I am trying to download a single variable for a small area in South America. It appears that after the spatial subset, I can fit everything in memory. However, once I execute everything to load in memory, it is taking a VERY long time (>40 min so far). I am thinking the spatial subset is probably making everything really slow. Is there a better way of doing this?
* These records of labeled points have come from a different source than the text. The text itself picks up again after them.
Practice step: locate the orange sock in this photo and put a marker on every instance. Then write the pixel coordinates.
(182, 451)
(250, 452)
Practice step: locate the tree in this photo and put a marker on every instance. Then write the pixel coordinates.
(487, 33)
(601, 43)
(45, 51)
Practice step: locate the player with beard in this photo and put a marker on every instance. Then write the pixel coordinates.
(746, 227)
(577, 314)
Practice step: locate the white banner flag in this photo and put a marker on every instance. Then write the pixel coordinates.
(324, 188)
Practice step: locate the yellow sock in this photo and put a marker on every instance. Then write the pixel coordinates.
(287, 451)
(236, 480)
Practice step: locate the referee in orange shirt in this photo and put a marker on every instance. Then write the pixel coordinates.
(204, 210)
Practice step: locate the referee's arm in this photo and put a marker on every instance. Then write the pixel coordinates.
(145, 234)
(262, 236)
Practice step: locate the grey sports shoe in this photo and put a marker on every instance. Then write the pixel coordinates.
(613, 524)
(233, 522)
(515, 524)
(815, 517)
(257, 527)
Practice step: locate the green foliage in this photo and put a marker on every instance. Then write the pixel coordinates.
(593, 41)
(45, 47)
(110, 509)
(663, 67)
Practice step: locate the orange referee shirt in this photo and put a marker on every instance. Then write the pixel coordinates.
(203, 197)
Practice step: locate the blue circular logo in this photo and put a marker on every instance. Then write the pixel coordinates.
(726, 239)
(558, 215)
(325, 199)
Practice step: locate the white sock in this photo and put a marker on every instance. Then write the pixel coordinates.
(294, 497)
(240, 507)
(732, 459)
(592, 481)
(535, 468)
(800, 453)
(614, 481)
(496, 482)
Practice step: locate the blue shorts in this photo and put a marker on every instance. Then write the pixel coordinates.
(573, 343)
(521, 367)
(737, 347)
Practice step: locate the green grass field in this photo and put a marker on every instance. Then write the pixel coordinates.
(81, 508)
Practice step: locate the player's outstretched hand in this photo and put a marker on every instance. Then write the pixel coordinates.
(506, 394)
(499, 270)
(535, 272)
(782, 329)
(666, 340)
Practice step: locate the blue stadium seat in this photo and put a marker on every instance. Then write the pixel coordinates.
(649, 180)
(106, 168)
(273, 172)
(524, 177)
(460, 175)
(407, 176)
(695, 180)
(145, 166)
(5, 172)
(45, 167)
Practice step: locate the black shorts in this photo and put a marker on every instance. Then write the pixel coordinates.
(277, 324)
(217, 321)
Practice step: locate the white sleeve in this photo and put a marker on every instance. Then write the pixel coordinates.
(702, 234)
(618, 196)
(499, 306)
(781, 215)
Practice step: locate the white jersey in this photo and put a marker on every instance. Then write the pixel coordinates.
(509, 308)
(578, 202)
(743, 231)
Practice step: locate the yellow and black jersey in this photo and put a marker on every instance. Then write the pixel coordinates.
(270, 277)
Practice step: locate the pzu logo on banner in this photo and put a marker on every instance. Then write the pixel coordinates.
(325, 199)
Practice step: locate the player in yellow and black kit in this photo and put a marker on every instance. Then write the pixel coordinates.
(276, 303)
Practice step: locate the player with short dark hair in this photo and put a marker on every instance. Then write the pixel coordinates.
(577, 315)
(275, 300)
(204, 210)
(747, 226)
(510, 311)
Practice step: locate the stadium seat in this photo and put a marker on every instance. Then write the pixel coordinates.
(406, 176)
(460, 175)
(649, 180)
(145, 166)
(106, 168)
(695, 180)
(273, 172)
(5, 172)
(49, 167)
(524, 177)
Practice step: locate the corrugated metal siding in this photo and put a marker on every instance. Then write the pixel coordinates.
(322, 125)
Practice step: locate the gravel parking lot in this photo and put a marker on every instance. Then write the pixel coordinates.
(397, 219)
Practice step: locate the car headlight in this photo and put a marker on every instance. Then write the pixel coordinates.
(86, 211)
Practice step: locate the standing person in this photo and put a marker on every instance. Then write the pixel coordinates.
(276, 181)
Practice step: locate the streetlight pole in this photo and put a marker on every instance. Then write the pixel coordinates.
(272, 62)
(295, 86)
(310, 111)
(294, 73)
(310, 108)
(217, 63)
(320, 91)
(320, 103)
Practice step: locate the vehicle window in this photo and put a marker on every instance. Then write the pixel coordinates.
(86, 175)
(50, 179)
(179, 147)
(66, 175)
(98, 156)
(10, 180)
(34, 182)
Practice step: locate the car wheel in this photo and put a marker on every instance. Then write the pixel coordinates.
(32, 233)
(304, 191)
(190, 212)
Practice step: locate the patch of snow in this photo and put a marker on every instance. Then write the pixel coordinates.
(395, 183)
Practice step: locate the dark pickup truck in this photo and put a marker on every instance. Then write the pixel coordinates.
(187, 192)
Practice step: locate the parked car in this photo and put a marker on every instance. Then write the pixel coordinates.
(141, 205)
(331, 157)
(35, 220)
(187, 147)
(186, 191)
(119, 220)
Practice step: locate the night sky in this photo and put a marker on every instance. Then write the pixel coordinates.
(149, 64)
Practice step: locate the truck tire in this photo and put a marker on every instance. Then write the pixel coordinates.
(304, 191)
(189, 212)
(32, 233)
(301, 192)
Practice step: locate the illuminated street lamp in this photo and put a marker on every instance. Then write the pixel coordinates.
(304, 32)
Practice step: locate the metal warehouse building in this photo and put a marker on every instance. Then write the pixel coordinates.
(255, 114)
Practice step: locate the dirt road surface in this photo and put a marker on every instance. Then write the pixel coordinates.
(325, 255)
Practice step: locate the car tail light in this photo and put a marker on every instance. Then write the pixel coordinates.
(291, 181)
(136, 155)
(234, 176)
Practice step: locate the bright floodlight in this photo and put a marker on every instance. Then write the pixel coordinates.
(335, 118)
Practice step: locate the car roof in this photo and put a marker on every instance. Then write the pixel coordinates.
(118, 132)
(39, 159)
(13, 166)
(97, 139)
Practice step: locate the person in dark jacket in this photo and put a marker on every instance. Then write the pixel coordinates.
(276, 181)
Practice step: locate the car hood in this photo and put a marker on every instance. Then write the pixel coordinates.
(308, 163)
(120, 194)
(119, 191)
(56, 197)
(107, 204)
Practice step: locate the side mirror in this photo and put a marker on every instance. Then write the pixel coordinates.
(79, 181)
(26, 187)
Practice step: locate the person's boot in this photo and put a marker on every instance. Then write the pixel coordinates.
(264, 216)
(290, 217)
I am very new to using S3 datasets, but I am wanting to create a jupyter notebook that generates every figure for a paper, without someone having to download the datasets first.
Here’s the code:
# %%
### Importing all the necessary packages ###
import numpy as np
import xarray as xr
import matplotlib.pyplot as plt
import pandas as pd
import cartopy.crs as ccrs
import cartopy
from matplotlib.offsetbox import AnchoredText
import cartopy.feature as cfeature
import scipy.fft as sf
from scipy import signal
from scipy.stats import circmean
from scipy import optimize
from mpl_toolkits.axes_grid1 import make_axes_locatable
import time
import intake
# %%
from dask.distributed import Client
client = Client()
client
# %%
catalog_url = 'https://ncar-cesm-lens.s3-us-west-2.amazonaws.com/catalogs/aws-cesm1-le.json'
col = intake.open_esm_datastore(catalog_url)
col
# %%
col_subset = col.search(frequency=["daily"], component="atm", variable="PRECT",
experiment=["20C", "RCP85", "HIST"])
# %%
dsets = col_subset.to_dataset_dict(zarr_kwargs={"consolidated": True}, storage_options={"anon": True})
print(f"\nDataset dictionary keys:\n {dsets.keys()}")
# %%
ds_HIST = dsets['atm.HIST.daily']['PRECT']
ds_20C = dsets['atm.20C.daily']['PRECT']
ds_RCP85 = dsets['atm.RCP85.daily']['PRECT']
# %%
### Peru Domain ###
min_lon = -83+360
min_lat = -18.0
max_lon = -67+360
max_lat = 0.0
subset20C = ds_20C.sel(lat=slice(min_lat,max_lat), lon=slice(min_lon,max_lon)).load()
subsetRCP85 = ds_RCP85.sel(lat=slice(min_lat,max_lat), lon=slice(min_lon,max_lon)).load()
subsetHIST = ds_HIST.sel(lat=slice(min_lat,max_lat), lon=slice(min_lon,max_lon)).load()
Thanks for any insight!